Wednesday, March 3, 2021

Revisiting the Wild Wild West: The Night of the Brain



"The Night of the Brain"
 
Written by Calvin Clements
Directed by Lawrence Peerce
Synopsis: Jim and Artie are taunted by newspapers predicting friends' death, all part of an elaborate scheme to replace world leaders with duplicates.

Trey: Another eccentric mastermind with a plan of conquest confronts our heroes! This villain's eye concept is that he is always one step ahead. It's a clever gimmick.

The design of this episode is very Bond or very low budget bond with the primary colored nehru jackets and the underground base.

Jim: I can definitely see the James Bond influence here. However, with the chess board floor and cave tunnels, what the episode really reminds me of is the Basil Rathbone Sherlock  Holmes movie The House of Fear.
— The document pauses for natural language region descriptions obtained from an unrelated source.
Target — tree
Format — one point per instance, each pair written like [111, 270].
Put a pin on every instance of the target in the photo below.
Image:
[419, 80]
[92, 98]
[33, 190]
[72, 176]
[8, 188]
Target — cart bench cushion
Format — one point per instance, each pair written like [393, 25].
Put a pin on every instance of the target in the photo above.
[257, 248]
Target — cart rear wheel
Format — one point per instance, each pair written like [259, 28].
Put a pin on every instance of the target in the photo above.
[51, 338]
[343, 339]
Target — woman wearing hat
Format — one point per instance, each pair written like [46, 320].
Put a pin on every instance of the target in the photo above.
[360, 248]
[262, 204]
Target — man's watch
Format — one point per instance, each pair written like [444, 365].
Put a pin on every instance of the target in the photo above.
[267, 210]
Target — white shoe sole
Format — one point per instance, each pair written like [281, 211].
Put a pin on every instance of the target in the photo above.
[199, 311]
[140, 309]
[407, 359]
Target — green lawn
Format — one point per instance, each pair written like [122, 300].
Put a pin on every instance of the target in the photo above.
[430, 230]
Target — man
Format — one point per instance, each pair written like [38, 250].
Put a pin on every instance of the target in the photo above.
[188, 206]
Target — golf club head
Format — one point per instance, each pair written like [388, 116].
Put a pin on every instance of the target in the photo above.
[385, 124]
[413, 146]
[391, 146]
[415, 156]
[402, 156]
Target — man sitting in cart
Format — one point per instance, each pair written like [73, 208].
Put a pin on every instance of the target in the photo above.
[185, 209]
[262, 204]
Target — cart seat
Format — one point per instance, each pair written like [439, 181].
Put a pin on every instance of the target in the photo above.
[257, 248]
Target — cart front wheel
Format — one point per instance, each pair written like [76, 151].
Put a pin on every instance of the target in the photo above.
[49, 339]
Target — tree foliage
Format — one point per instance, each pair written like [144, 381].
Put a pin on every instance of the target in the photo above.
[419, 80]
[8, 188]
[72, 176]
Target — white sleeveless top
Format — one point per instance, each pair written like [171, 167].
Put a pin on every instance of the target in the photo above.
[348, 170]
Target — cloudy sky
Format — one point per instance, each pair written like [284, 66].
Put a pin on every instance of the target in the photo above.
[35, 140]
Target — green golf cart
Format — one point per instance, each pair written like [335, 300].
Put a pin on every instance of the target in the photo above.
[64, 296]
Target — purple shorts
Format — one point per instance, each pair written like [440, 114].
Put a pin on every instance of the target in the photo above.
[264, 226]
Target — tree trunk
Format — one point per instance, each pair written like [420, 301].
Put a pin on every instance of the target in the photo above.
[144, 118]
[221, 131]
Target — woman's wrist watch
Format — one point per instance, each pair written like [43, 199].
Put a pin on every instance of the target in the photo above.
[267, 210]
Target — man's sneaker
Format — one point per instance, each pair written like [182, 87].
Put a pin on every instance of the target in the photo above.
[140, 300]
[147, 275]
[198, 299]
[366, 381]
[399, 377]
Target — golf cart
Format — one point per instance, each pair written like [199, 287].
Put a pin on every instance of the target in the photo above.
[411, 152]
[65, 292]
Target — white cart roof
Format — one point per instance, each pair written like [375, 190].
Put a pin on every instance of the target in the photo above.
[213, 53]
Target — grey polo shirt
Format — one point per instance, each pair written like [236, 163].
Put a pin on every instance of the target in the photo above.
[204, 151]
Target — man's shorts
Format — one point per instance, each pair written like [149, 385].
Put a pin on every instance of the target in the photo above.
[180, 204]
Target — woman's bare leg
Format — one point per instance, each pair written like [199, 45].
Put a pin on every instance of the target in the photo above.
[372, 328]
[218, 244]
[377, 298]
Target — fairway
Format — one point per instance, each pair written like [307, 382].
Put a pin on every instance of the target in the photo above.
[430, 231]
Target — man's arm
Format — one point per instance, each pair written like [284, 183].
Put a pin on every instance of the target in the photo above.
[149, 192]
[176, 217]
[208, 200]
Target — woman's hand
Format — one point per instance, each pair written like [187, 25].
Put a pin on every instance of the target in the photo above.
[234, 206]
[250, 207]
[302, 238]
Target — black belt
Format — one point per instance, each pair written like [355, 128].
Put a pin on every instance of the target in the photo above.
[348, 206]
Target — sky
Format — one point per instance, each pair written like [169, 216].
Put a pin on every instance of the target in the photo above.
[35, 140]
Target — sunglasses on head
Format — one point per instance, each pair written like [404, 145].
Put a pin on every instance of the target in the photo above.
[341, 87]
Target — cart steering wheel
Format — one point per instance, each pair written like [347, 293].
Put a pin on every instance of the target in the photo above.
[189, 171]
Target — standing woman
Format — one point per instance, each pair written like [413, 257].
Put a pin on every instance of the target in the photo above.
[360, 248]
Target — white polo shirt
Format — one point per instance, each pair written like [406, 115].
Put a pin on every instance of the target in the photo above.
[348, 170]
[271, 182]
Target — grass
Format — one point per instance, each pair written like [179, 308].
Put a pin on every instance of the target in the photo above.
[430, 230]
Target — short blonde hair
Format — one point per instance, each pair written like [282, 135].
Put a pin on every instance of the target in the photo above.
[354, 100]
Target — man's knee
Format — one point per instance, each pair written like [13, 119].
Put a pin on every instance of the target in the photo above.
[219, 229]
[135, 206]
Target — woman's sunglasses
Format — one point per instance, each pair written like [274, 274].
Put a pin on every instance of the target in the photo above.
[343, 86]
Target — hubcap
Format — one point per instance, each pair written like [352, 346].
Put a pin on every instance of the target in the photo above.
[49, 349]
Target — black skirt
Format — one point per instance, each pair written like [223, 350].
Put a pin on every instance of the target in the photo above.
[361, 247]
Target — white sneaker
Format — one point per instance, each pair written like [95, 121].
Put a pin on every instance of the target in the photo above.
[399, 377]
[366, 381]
Speaking of chessboards, I liked the James West chess piece at the beginning of the episode, though it seemed a little worse for wear!

Trey: Yeah, for all the Brain's meticulousness (shooting a henchman for losing a button), his James West doll looked like he let some toddler's play with it.
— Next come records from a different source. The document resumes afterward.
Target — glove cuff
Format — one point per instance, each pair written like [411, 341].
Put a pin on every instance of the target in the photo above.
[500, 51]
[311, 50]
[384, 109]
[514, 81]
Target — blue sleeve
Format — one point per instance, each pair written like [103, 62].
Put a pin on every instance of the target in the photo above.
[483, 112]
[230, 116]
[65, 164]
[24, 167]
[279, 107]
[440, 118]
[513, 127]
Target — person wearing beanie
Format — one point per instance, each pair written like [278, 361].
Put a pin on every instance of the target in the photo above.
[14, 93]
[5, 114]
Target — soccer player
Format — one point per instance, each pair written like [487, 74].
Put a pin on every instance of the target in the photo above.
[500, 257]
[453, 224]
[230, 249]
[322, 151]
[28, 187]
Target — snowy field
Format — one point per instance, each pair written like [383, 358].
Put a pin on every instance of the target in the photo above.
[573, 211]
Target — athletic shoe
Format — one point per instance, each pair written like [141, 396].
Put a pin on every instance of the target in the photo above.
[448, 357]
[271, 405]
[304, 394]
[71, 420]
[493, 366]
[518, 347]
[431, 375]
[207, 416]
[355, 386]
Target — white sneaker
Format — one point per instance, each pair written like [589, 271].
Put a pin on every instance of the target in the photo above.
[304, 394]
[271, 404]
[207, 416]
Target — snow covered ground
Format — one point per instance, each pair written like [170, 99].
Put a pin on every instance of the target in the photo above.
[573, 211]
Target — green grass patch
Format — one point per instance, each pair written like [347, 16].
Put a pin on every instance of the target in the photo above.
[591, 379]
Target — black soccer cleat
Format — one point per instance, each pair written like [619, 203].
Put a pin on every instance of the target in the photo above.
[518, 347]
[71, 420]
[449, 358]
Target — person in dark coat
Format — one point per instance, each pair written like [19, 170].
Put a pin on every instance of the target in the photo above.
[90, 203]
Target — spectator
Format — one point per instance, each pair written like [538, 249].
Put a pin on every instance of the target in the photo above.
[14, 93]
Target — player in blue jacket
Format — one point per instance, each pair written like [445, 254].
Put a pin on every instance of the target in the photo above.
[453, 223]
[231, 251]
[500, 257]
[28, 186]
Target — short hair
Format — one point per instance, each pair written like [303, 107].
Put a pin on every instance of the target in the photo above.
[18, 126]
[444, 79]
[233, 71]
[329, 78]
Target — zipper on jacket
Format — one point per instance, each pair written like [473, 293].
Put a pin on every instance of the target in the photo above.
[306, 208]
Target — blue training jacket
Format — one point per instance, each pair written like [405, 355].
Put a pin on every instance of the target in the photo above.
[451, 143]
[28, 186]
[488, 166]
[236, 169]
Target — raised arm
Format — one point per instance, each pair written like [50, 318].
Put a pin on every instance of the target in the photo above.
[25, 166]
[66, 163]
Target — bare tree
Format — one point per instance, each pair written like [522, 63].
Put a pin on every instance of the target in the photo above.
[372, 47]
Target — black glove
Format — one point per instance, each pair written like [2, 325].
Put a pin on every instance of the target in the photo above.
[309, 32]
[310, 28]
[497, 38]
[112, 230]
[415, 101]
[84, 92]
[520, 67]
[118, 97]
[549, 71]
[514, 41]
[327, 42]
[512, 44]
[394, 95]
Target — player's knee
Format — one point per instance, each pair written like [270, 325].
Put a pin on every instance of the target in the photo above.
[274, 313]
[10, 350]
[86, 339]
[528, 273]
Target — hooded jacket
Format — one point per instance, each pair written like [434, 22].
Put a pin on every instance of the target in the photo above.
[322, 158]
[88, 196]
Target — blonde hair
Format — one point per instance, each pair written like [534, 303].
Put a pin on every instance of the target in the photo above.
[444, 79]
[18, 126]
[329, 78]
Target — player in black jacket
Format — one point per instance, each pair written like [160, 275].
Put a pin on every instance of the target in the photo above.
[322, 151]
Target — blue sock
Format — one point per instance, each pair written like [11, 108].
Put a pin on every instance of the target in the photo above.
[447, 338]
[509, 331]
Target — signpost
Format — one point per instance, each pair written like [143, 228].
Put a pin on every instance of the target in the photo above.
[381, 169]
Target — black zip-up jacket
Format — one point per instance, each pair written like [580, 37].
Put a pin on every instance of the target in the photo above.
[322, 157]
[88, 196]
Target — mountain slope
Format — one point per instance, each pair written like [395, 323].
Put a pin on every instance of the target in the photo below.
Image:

Jim: The stream powered wheelchair strikes me as the sort element that gets this show associated with steampunk so often. (Though, after watching so many episodes, I don't think that association is as strong as people think.)

Trey: I agree. There are occasional steampunk details, but that's not really its thing.  This episode has a lot going for it, but for some reason it's a bit less than the sum of its parts for me. Maybe it's that so much of the episode is just Braine monologuing to West in a cave set. 

Jim: That underground base is basically a damp cave. It seems out of place, aesthetically, when compared to the gold plated cane and hand made West doll. On the list of things it had going for it, I liked the fake out with Artemus and the double masks.

Trey: That's what tvtropes calls being "out-gambitted!"